Data assertions for the Orca task orchestrator
BSD 3-Clause "New" or "Revised" License
0 stars 3 forks source link

Set defaults in test specs #12

Open semcogli opened 7 years ago

semcogli commented 7 years ago

I have converted my old test spreadsheet to ORCA test specs and it looks pretty verbose. A lot of repetitive items such as "numeric=True" and "registered = True" in ColumnSpec. Anyway to make them default so the spec list or YAML could come up much simpler and cleaner?

smmaurer commented 7 years ago

I think this might already be implemented, if i'm understanding correctly.

The more specific characteristics build on the more general ones -- for example, if you assert that a column has a minimum value, Orca_test will automatically check that it's numeric, can be generated, and is registered. So in the spec, you only need to list the characteristics that are independent of each other. This isn't in the documentation yet, but i'll add it.

Does this address the issue, or is there more we could be doing?
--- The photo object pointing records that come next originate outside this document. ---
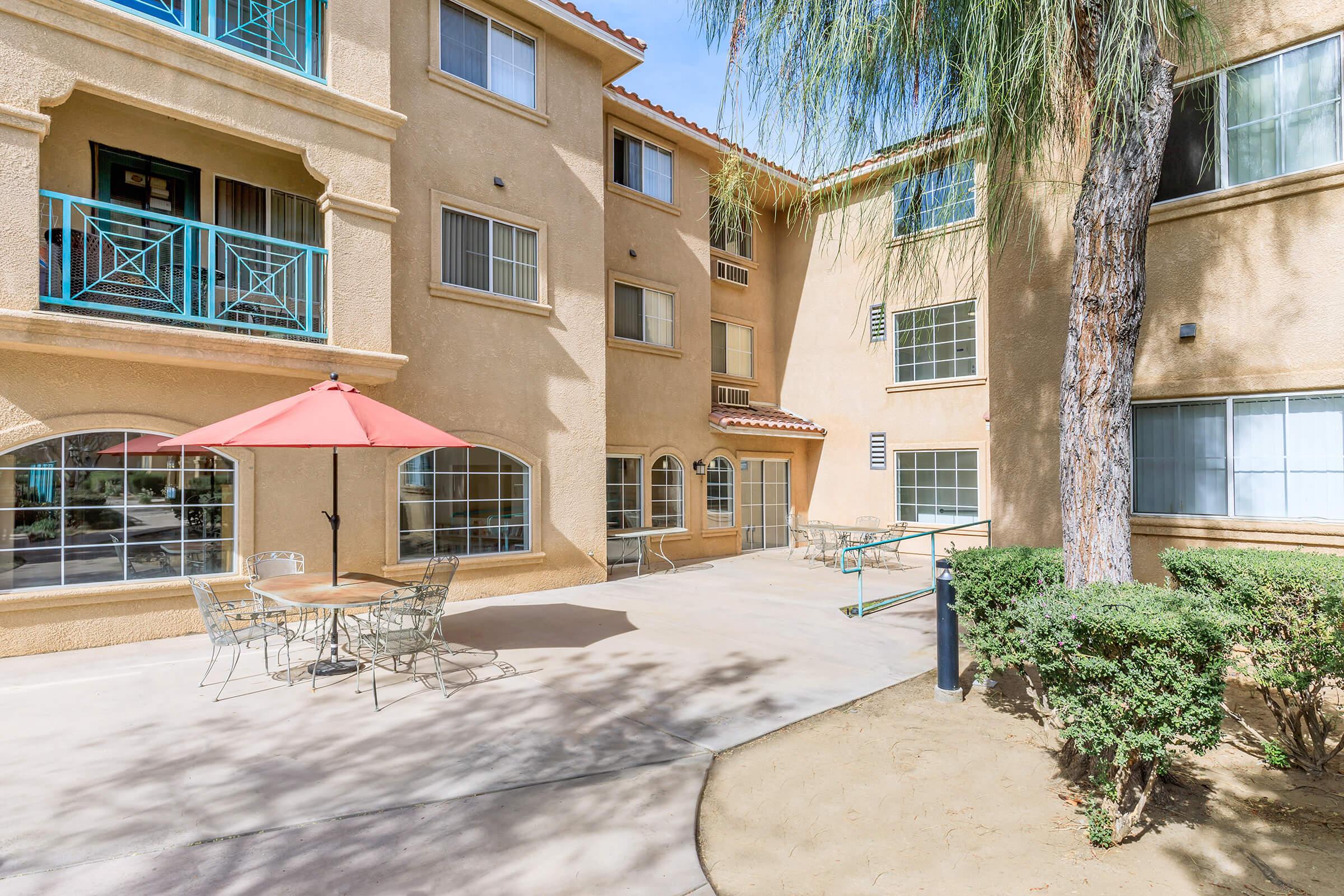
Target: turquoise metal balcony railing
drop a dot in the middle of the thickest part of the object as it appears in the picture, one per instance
(283, 32)
(111, 261)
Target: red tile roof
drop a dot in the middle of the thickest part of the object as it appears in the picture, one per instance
(601, 23)
(701, 129)
(761, 418)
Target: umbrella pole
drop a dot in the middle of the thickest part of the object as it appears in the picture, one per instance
(335, 515)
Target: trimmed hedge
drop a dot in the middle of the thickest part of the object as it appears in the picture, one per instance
(1292, 610)
(1133, 671)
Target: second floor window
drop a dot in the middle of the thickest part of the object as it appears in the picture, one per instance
(642, 166)
(1269, 117)
(730, 349)
(936, 343)
(644, 315)
(489, 255)
(936, 198)
(488, 54)
(729, 240)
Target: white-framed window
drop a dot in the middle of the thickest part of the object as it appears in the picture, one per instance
(489, 255)
(936, 343)
(642, 166)
(669, 493)
(464, 501)
(487, 53)
(624, 492)
(111, 506)
(936, 198)
(1264, 119)
(644, 315)
(939, 487)
(1285, 456)
(718, 493)
(726, 238)
(730, 349)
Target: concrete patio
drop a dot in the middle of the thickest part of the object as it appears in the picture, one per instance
(568, 759)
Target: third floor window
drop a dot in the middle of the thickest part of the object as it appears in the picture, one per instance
(488, 54)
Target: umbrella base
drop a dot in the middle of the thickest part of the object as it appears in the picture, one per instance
(333, 668)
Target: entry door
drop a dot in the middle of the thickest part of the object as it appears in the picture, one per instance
(765, 506)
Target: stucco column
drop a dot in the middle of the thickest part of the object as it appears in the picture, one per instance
(21, 139)
(360, 272)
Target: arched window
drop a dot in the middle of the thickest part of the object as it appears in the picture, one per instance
(669, 493)
(464, 501)
(112, 507)
(718, 492)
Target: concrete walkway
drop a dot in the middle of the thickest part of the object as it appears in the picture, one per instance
(568, 759)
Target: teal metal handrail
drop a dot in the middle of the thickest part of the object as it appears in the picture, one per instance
(284, 32)
(858, 609)
(115, 261)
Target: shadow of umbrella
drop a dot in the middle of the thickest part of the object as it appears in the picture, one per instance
(535, 625)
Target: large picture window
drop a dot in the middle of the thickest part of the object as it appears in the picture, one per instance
(1269, 117)
(112, 507)
(669, 493)
(939, 487)
(718, 493)
(487, 53)
(644, 315)
(936, 343)
(1285, 454)
(936, 198)
(464, 501)
(642, 166)
(489, 255)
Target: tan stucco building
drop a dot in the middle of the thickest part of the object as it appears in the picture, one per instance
(452, 207)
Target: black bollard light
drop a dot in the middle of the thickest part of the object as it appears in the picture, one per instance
(948, 688)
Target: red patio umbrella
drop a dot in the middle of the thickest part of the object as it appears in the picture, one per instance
(330, 416)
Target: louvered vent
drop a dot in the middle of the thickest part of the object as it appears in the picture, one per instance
(878, 324)
(877, 450)
(734, 396)
(730, 273)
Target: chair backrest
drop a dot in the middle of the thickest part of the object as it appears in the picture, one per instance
(217, 624)
(272, 563)
(402, 612)
(435, 563)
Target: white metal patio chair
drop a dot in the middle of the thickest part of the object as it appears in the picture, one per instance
(400, 628)
(234, 624)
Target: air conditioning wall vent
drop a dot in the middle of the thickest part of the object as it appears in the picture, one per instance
(734, 396)
(730, 273)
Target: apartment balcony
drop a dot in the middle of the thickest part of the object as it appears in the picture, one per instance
(284, 32)
(105, 260)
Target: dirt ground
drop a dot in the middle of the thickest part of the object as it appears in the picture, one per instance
(899, 794)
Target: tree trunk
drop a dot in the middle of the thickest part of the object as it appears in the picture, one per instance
(1105, 307)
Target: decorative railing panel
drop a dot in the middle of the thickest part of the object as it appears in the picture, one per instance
(105, 260)
(283, 32)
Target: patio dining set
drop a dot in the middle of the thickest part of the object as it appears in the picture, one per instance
(824, 542)
(400, 622)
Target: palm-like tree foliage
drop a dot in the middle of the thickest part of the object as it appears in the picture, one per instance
(1035, 92)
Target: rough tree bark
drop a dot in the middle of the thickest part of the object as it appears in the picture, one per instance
(1105, 307)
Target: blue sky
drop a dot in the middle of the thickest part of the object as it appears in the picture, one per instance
(679, 72)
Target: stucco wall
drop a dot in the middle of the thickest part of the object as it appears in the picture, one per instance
(1249, 265)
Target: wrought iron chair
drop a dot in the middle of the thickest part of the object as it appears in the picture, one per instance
(270, 563)
(400, 628)
(229, 627)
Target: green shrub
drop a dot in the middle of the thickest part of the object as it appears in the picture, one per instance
(1292, 609)
(1132, 672)
(992, 586)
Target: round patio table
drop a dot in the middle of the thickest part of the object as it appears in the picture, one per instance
(315, 591)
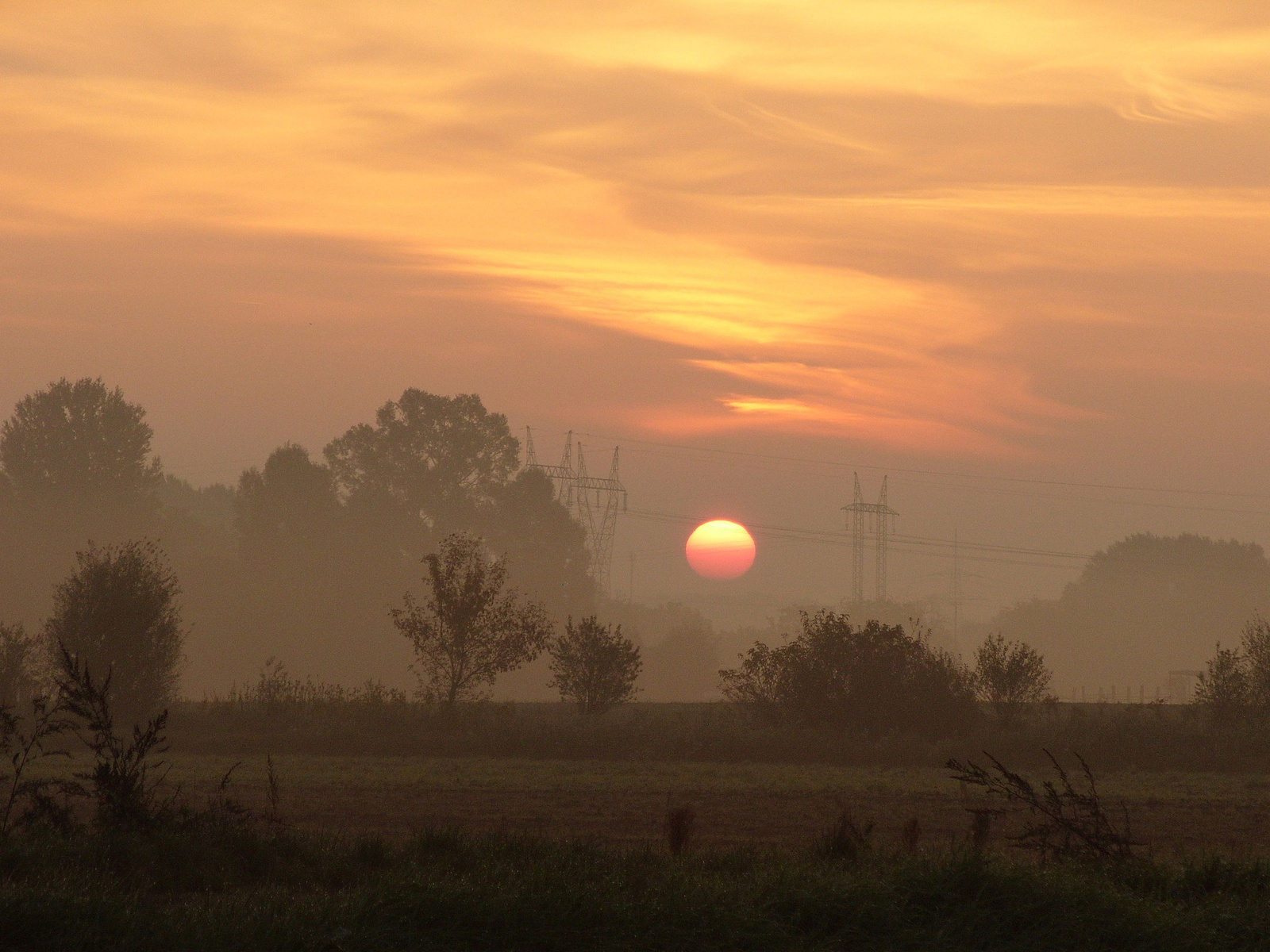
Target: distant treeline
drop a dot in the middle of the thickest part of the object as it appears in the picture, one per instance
(302, 559)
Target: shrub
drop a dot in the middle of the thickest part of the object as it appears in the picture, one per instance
(1223, 689)
(126, 776)
(118, 615)
(18, 681)
(1009, 676)
(876, 678)
(1064, 822)
(595, 666)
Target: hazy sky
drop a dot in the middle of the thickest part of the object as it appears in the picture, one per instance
(1016, 239)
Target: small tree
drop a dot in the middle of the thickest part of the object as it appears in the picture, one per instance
(469, 630)
(18, 681)
(1223, 689)
(595, 666)
(117, 615)
(80, 442)
(1255, 647)
(1009, 676)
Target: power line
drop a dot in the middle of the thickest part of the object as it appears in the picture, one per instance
(943, 474)
(990, 552)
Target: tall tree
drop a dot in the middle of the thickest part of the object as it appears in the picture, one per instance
(432, 460)
(469, 628)
(1143, 607)
(80, 443)
(117, 615)
(545, 546)
(291, 501)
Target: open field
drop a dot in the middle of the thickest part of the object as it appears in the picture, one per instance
(784, 805)
(205, 885)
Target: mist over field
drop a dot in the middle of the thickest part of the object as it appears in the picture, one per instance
(598, 475)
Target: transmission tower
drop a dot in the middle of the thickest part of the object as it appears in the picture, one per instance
(597, 503)
(864, 518)
(594, 501)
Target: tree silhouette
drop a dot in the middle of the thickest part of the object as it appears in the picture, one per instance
(876, 677)
(1145, 606)
(431, 459)
(117, 615)
(80, 443)
(291, 501)
(595, 666)
(18, 681)
(1009, 676)
(545, 546)
(469, 630)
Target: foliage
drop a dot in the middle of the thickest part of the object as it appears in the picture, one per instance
(469, 630)
(429, 457)
(545, 546)
(1146, 603)
(1064, 823)
(277, 689)
(203, 886)
(118, 613)
(18, 679)
(80, 443)
(1223, 689)
(1236, 685)
(876, 678)
(681, 823)
(291, 501)
(1009, 676)
(846, 839)
(595, 666)
(126, 776)
(23, 744)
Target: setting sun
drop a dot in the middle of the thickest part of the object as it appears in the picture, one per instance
(721, 550)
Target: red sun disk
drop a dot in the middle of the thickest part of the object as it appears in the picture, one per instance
(721, 550)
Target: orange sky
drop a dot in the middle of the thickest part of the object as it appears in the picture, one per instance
(1020, 234)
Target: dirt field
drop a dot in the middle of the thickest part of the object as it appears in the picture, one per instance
(734, 804)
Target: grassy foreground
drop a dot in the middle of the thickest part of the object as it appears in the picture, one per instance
(222, 886)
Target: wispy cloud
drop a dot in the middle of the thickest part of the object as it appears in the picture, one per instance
(855, 219)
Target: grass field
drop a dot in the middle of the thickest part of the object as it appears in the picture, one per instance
(625, 803)
(209, 886)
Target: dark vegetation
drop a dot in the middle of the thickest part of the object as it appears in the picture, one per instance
(595, 666)
(217, 879)
(876, 678)
(107, 854)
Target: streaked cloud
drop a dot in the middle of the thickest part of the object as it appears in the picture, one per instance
(879, 221)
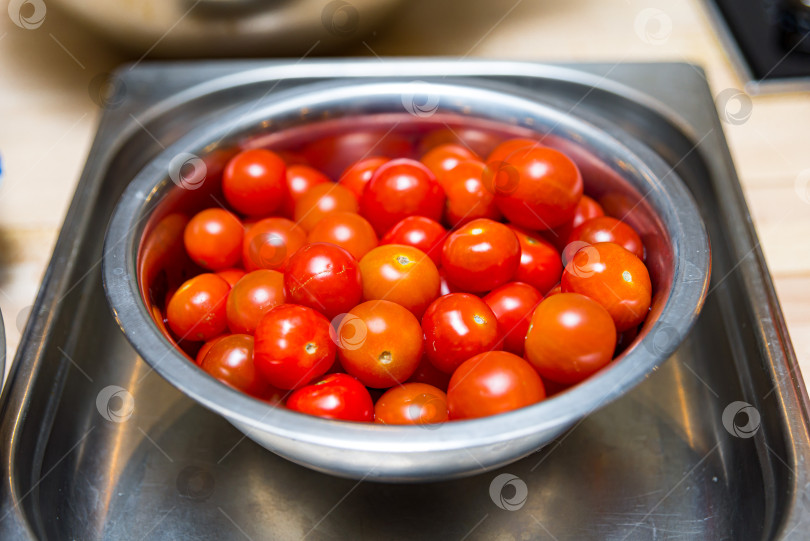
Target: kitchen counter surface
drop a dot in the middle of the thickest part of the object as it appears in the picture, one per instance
(48, 116)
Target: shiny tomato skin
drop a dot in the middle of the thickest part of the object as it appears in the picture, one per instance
(254, 182)
(324, 277)
(513, 305)
(269, 244)
(398, 189)
(468, 198)
(335, 396)
(252, 297)
(230, 360)
(491, 383)
(411, 404)
(506, 148)
(320, 201)
(607, 229)
(613, 277)
(458, 326)
(293, 346)
(481, 255)
(385, 345)
(571, 337)
(196, 311)
(446, 157)
(420, 232)
(357, 175)
(401, 274)
(348, 230)
(540, 262)
(213, 239)
(545, 191)
(300, 179)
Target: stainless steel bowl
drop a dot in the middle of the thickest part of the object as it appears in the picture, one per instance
(334, 124)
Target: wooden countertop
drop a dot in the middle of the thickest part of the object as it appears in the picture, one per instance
(48, 119)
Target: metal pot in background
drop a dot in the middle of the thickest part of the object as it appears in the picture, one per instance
(229, 27)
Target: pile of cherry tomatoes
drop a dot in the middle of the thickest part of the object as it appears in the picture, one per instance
(408, 292)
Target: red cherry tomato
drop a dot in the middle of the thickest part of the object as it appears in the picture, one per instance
(359, 173)
(607, 229)
(446, 157)
(586, 209)
(481, 255)
(213, 239)
(196, 311)
(411, 404)
(503, 150)
(300, 179)
(613, 277)
(542, 190)
(420, 232)
(467, 197)
(231, 275)
(230, 360)
(379, 343)
(252, 297)
(513, 305)
(320, 201)
(336, 396)
(348, 230)
(570, 338)
(427, 373)
(254, 182)
(324, 277)
(458, 326)
(398, 189)
(400, 274)
(490, 383)
(293, 346)
(269, 243)
(540, 262)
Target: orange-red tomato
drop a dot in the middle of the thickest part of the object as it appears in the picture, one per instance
(196, 311)
(481, 255)
(490, 383)
(384, 345)
(213, 239)
(411, 404)
(357, 175)
(613, 277)
(320, 201)
(458, 326)
(544, 190)
(348, 230)
(252, 297)
(254, 182)
(570, 338)
(269, 244)
(401, 274)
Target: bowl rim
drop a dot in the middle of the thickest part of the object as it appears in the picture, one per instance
(672, 202)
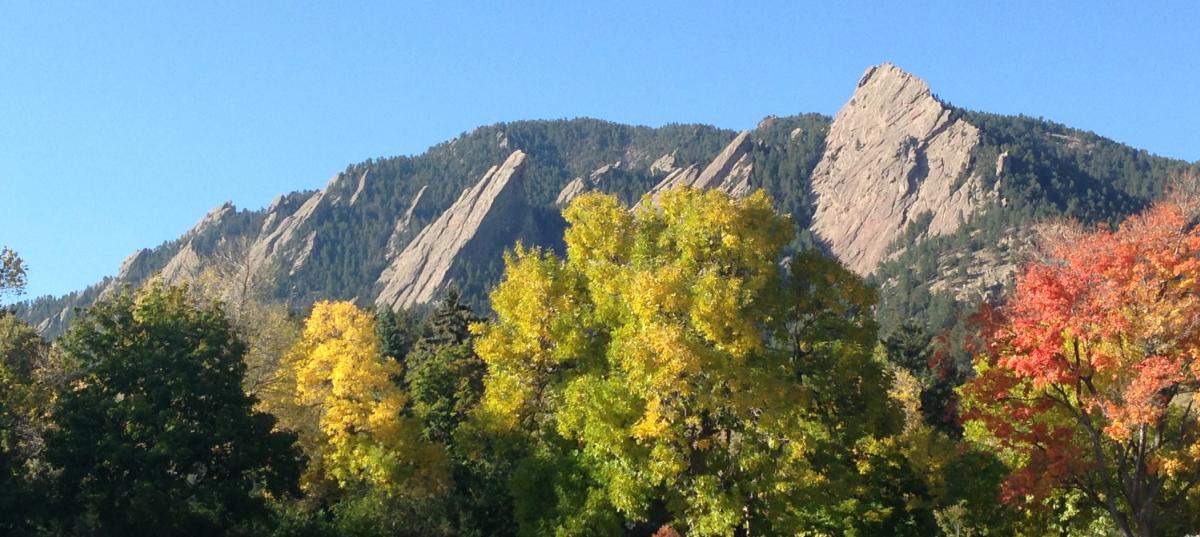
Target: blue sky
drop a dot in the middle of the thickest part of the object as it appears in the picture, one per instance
(121, 124)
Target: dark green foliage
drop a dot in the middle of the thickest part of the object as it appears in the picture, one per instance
(912, 349)
(24, 394)
(155, 436)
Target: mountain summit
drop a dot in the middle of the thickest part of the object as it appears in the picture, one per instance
(931, 201)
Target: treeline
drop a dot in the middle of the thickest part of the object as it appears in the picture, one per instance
(665, 375)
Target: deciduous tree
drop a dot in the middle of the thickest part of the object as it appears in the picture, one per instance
(1091, 369)
(671, 372)
(155, 435)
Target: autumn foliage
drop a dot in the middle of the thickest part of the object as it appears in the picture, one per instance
(1091, 368)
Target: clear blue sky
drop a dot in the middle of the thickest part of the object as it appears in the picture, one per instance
(121, 124)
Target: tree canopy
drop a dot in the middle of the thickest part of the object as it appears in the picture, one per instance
(681, 374)
(154, 434)
(1091, 369)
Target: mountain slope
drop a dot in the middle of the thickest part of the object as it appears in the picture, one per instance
(933, 201)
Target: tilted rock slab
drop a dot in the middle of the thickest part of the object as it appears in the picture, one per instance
(474, 224)
(893, 152)
(729, 173)
(577, 186)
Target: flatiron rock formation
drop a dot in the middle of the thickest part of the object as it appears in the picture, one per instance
(475, 223)
(893, 154)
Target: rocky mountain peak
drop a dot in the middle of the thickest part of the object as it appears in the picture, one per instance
(893, 154)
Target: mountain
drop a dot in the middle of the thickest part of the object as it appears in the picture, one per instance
(933, 203)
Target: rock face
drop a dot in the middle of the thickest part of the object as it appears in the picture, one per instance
(729, 173)
(577, 186)
(279, 241)
(893, 154)
(475, 224)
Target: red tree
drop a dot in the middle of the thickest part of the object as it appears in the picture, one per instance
(1090, 372)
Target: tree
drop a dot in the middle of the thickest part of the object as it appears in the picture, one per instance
(667, 372)
(364, 452)
(25, 392)
(155, 434)
(1090, 372)
(12, 272)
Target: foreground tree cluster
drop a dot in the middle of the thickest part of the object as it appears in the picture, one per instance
(673, 372)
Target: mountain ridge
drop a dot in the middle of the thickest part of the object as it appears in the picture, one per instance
(897, 179)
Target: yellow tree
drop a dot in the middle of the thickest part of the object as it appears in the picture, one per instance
(670, 370)
(351, 421)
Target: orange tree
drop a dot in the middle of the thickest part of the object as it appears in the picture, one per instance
(1087, 382)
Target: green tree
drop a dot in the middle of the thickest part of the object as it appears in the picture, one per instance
(155, 435)
(670, 372)
(12, 272)
(24, 396)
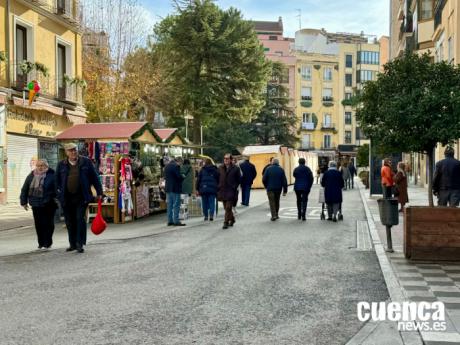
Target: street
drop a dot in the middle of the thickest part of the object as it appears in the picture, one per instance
(261, 282)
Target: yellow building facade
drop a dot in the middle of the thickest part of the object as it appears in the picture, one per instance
(330, 69)
(40, 51)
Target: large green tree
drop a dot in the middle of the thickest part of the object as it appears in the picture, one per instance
(211, 63)
(276, 122)
(412, 106)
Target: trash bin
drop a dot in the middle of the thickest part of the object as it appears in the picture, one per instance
(388, 209)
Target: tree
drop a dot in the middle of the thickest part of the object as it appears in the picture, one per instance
(276, 122)
(412, 106)
(212, 62)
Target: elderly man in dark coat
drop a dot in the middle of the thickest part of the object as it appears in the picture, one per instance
(302, 186)
(229, 180)
(446, 180)
(249, 174)
(333, 184)
(275, 181)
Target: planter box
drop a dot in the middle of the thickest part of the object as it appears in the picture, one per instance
(432, 233)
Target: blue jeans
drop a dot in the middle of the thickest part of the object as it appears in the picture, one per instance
(208, 204)
(173, 205)
(245, 194)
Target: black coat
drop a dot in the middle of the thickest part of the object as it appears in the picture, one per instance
(229, 180)
(207, 182)
(303, 178)
(173, 178)
(249, 172)
(275, 179)
(447, 175)
(49, 190)
(333, 184)
(88, 178)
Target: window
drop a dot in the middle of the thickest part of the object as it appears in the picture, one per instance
(348, 117)
(306, 141)
(347, 137)
(327, 94)
(349, 61)
(426, 9)
(327, 141)
(364, 75)
(348, 79)
(327, 74)
(368, 58)
(306, 72)
(306, 93)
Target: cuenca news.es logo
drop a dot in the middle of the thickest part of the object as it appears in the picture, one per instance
(410, 316)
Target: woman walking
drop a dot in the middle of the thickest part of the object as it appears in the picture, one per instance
(206, 186)
(400, 181)
(39, 192)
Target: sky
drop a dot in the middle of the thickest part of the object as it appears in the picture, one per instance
(352, 16)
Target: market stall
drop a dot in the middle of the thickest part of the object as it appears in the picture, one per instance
(127, 157)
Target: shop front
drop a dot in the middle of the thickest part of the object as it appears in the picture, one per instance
(30, 135)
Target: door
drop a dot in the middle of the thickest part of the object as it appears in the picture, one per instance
(22, 155)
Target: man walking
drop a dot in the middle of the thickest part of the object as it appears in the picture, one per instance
(249, 173)
(229, 180)
(275, 181)
(302, 186)
(446, 180)
(173, 188)
(74, 178)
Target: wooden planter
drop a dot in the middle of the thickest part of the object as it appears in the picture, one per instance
(432, 233)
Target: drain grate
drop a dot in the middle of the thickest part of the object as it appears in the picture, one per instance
(363, 238)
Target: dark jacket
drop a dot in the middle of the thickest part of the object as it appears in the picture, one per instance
(208, 180)
(275, 179)
(333, 184)
(173, 178)
(229, 180)
(49, 190)
(447, 175)
(187, 172)
(303, 178)
(88, 178)
(249, 172)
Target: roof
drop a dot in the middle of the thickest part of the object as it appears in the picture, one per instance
(255, 150)
(110, 130)
(269, 27)
(165, 133)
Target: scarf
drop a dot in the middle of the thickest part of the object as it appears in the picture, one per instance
(36, 186)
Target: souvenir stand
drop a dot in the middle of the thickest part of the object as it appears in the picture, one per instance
(115, 149)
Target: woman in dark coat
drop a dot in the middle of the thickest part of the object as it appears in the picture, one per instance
(400, 181)
(206, 186)
(39, 192)
(333, 184)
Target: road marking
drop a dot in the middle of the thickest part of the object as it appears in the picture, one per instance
(363, 239)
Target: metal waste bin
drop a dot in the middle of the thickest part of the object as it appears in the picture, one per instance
(388, 209)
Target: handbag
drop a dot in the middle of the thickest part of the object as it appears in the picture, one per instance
(99, 225)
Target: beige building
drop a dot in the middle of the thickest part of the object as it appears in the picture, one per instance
(426, 26)
(330, 68)
(40, 42)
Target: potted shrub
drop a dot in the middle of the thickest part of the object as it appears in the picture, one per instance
(412, 107)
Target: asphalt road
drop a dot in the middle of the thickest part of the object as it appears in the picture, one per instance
(261, 282)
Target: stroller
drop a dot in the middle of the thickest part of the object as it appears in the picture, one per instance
(322, 201)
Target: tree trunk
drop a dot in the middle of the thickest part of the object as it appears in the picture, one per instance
(430, 160)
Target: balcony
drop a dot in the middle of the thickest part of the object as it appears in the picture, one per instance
(328, 126)
(308, 126)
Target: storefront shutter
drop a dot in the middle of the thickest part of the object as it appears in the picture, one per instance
(22, 153)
semcogli commented 7 years ago

Sorry for the late response. I looked at the code and indeed that's the way it is meant to be. But this test chaining only addresses part of my problem. For example, UrbanSim 1 requires no missing values in columns. If I imply the same logic in UrbanSim2, I need to have no missing test explicit to every data column, right? Same if I have most of my columns are numeric, why not just say "numeric=False" in the few remaining cases? It would be better to have a default setting for majority of the cases to simply the configs.

Thanks.

smmaurer commented 7 years ago

I see what you mean. It does seem useful to be able to define context-specific defaults.

Some thoughts about implementation:

One approach would be to write a set() method that would allow users to change an object's properties. This would come in handy in a variety of situations, and would look something like this:

col_defaults = ColumnSpec(numeric=True, missing=False)
t = TableSpec('buildings',
        col_defaults.set(column_name='building_id'),
        col_defaults.set(column_name='residential_price', min=0))

(The method would actually return a new object, to avoid problems with references.)

Or alternatively, we could modify the constructors to accept an existing spec that would serve as a base for the new object.

col_defaults = ColumnSpec(numeric=True, missing=False)
t = TableSpec('buildings',
        ColumnSpec('building_id', base=col_defaults),
        ColumnSpec('residential_price', min=0, base=col_defaults))

I can see both versions of the syntax being useful: the second seems clearer for setting default values, but the first is clearer if you want to modify an existing object. The functionality would be the same, so behind the scenes one could just point to the other.